Western Immunoblots is a laboratory technique commonly used in protein biochemistry. The spelling of this word can be broken down into individual sounds using IPA phonetic transcription as "wɛstərn ɪmjʊnoʊblɑts." The "w" sound at the beginning represents the "w" sound in "west," while the "ɛ" sound represents the "e" sound in "test." The "j" sound represents the "y" sound in "yellow," and the "ʊ" sound represents the "oo" sound in "book." The rest of the word follows similar phonetic patterns, facilitating correct spelling and pronunciation.
Western immunoblots, also known as Western blotting or protein immunoblotting, are a widely used laboratory technique in molecular biology and biochemistry for the qualitative and quantitative detection of specific proteins in complex biological samples. It is a variation of the classic blotting technique that allows researchers to identify specific protein bands within a mixture of proteins.
The process of Western immunoblots involves several steps. Firstly, proteins are separated by size using gel electrophoresis, usually in a polyacrylamide gel. This separates the proteins based on their molecular weight. The separated proteins are then transferred from the gel onto a solid membrane, typically made of nitrocellulose or polyvinylidene difluoride (PVDF). This transfer ensures that the protein bands maintain their relative positions on the membrane.
Next, the membrane is blocked with a blocking agent to prevent non-specific binding of antibodies. Following blocking, the membrane is incubated with primary antibodies that specifically recognize and bind to the target protein of interest. After thorough washing to remove unbound antibody, the membrane is further incubated with secondary antibodies that are conjugated to an enzyme or a fluorescent dye. These secondary antibodies bind to the primary antibodies and allow for detection of the protein bands of interest.

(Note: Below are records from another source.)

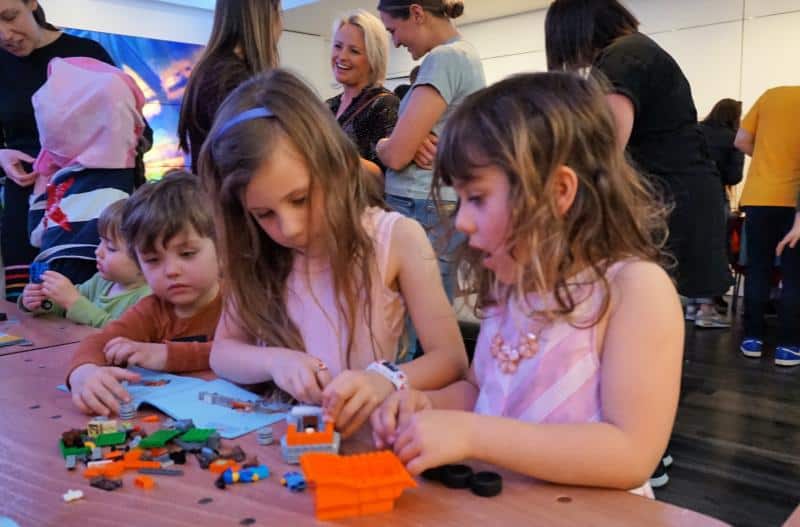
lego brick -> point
(144, 482)
(72, 451)
(158, 439)
(197, 435)
(117, 438)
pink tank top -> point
(313, 308)
(558, 385)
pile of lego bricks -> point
(110, 449)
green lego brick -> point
(158, 439)
(198, 435)
(73, 450)
(116, 438)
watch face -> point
(391, 366)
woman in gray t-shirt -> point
(450, 71)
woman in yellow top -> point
(769, 134)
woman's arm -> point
(624, 114)
(422, 113)
(415, 265)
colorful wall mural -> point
(161, 69)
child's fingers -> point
(406, 408)
(308, 389)
(114, 387)
(77, 400)
(351, 408)
(407, 449)
(418, 465)
(91, 401)
(335, 397)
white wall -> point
(306, 54)
(726, 48)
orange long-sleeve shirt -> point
(152, 319)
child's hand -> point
(434, 437)
(58, 287)
(97, 389)
(301, 375)
(32, 296)
(352, 396)
(394, 413)
(122, 351)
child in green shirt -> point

Lastly, the membrane is visualized by adding a substrate that reacts with the enzyme conjugated to the secondary antibody or by using fluorescent detection methods. This generates either a colored band or fluorescence signal at the location of the target protein bands, which can then be analyzed and quantified using specialized imaging systems.
Western immunoblots are essential tools in various research areas, including cellular and molecular biology, genetics, immunology, and cancer research. They enable the identification, characterization, and quantification of specific proteins in complex biological mixtures and
The word "Western immunoblots" is a combination of two terms: "Western" and "immunoblots".
The term "Western" in this context refers to the technique known as Western blotting, which was developed by George Stark and colleagues in 1979. This technique is used to detect specific proteins in a sample, and it involves the separation of proteins based on their size through gel electrophoresis, followed by their transfer onto a membrane for immobilization. The term "Western" was coined to distinguish this technique from the earlier developed Southern blotting technique used to detect specific DNA sequences.
The term "immunoblots" combines the word "immuno", derived from the Latin term "immunis" meaning "exempt" or "free", and "blots", which refers to the transferred proteins on the membrane in the Western blotting technique.